Now a state park property, Viking's Home is opened for tours during July and August for a small admission fee.

I took the tour and talked to the guide, Helen, who had a surprising connection to the castle.

Helen, you are the main tour guide here. You know more about this place than probably anyone. What are the little things that people should see when they come to Viking's Home and take the tour?

GUIDE HELEN: Well, there are many details that are quite interesting about the house. Overall, it's one of the finest examples of Scandinavian architecture in the United States today.

And some of the features concerning it are the spikes that come out from the gutters and the cross-dragons at the roof peak.

Also the crown chimneys are quite fascinating.

You will also notice that the sod roof is quite a spectacular sight at Viking's Home.

When Mrs. Knight was here she had it seeded with wildflowers, and it was really a most exciting sight.

RUSS CHRISTOFF: There is also an island. When people think of Emerald Bay they think of that island. What is that?

GUIDE HELEN: That was a teahouse that was built in conjunction with the Viking's Home in 1929. Many people mistake that for Viking's Home.

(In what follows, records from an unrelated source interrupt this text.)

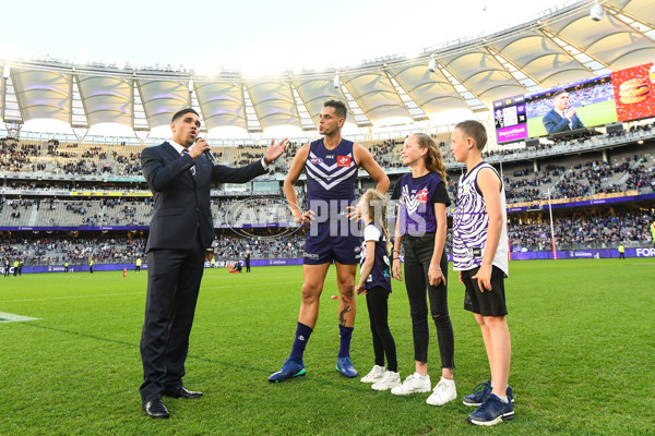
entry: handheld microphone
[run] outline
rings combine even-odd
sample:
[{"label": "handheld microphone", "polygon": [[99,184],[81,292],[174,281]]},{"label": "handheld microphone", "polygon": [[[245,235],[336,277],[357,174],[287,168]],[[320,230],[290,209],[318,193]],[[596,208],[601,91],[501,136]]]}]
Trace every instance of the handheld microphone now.
[{"label": "handheld microphone", "polygon": [[[198,140],[200,140],[200,137]],[[195,142],[198,142],[198,140],[195,140]],[[218,165],[218,161],[216,160],[214,155],[212,155],[212,150],[206,149],[206,150],[202,152],[202,154],[205,155],[205,157],[210,160],[210,162],[212,162],[212,165],[214,167]]]},{"label": "handheld microphone", "polygon": [[202,152],[203,155],[205,155],[205,157],[207,159],[210,159],[210,162],[212,162],[212,165],[215,167],[218,165],[218,161],[216,160],[216,158],[214,157],[214,155],[212,155],[211,150],[204,150]]}]

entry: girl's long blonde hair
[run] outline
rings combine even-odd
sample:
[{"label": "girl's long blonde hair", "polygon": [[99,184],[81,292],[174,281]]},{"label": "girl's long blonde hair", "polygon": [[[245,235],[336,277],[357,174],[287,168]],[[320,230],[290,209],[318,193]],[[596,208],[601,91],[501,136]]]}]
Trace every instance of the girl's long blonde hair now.
[{"label": "girl's long blonde hair", "polygon": [[416,136],[418,145],[421,148],[428,149],[428,154],[426,155],[426,168],[428,171],[438,173],[443,183],[445,183],[445,164],[443,164],[443,158],[441,157],[441,149],[432,136],[425,133],[415,133],[412,136]]},{"label": "girl's long blonde hair", "polygon": [[366,204],[369,218],[384,232],[384,238],[386,239],[386,254],[389,255],[393,247],[393,243],[391,242],[389,226],[386,223],[386,197],[376,190],[368,190],[364,193],[361,199]]}]

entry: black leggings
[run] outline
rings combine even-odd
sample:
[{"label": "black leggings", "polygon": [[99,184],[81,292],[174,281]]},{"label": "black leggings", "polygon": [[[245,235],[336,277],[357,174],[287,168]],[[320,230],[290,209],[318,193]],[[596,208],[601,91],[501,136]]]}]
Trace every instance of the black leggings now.
[{"label": "black leggings", "polygon": [[[430,313],[437,326],[441,367],[455,367],[455,338],[453,325],[448,313],[448,284],[430,286],[428,271],[434,251],[434,233],[422,237],[403,237],[405,249],[405,287],[409,299],[412,315],[412,332],[414,335],[414,360],[428,362],[428,304],[426,289],[430,296]],[[448,256],[445,250],[441,254],[441,271],[448,280]]]},{"label": "black leggings", "polygon": [[395,353],[395,341],[389,329],[389,291],[381,287],[368,290],[366,294],[366,306],[369,311],[371,334],[373,337],[373,353],[376,365],[384,366],[384,354],[386,354],[386,370],[398,372],[398,361]]}]

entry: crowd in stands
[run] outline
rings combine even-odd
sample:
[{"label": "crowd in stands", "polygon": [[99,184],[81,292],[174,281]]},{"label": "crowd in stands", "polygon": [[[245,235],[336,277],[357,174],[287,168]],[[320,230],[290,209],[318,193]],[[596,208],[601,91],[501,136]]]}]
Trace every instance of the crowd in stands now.
[{"label": "crowd in stands", "polygon": [[111,235],[108,238],[71,238],[24,233],[0,240],[0,258],[22,259],[25,265],[131,263],[143,257],[145,238]]},{"label": "crowd in stands", "polygon": [[[648,244],[653,240],[650,226],[655,214],[648,211],[627,211],[611,215],[603,211],[588,217],[567,217],[553,220],[555,239],[558,250],[592,245],[616,249],[619,243]],[[509,238],[514,251],[544,251],[551,246],[550,223],[519,222],[510,220]]]},{"label": "crowd in stands", "polygon": [[[632,210],[611,214],[609,210],[588,216],[556,217],[555,239],[558,250],[616,249],[620,243],[632,246],[651,246],[650,226],[655,214],[650,210]],[[548,251],[551,249],[550,223],[510,219],[509,239],[512,251]],[[390,229],[393,233],[393,226]],[[224,230],[214,241],[216,261],[242,259],[246,252],[251,258],[299,258],[305,249],[301,229]],[[451,250],[451,232],[448,232],[446,250]],[[85,264],[88,256],[96,263],[132,263],[144,258],[145,237],[104,234],[85,238],[83,233],[71,235],[44,235],[43,232],[4,235],[0,239],[0,258],[20,258],[25,265]]]}]

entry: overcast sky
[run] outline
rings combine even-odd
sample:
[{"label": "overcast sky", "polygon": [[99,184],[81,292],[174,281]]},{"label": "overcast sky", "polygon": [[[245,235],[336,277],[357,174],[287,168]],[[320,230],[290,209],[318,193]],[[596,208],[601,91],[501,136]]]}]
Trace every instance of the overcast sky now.
[{"label": "overcast sky", "polygon": [[531,21],[571,1],[22,0],[5,11],[0,59],[180,64],[271,74],[417,55]]}]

But it is only a tearoom. She would take her guests out. They would go out in small motor boats, and then yardmen would be positioned along the pathways up to the top, and would assist Mrs. Knight and her guests, and then they would have their tea.

She loved entertaining. She had people here all summer long. There would be 8 to 12 guests, with a staff of about 15. And, it was just a gorgeous, gracious summer vacation.

RUSS CHRISTOFF: Now, Emerald Bay and Viking's Home has a special meaning to you doesn't it?

GUIDE HELEN: It certainly does. I've felt very fortunate to have spent 43 summers of my lifetime her at Viking's Home.

My family knew Mrs. Knight very well, and she was kind enough to invite us up during the summers when I was a child. So I spent my first 14 summers here then.

Since that time, I have come back and worked with the State of California for 29 summers showing people through the home.

RUSS CHRISTOFF: Emerald Bay and Viking's Home are beautiful in their setting but there is something special about them, and why we are preserving them.

GUIDE HELEN: Indeed, the setting is remarkable. Viking's Home itself is one the finest examples of Scandinavian architecture still remaining. The handcrafting is outstanding.

It has features than can be found nowhere else in the United States.

It also represents an era that has long past. And, it's exciting to see school children come through and see how people use to live, here at Viking's Home.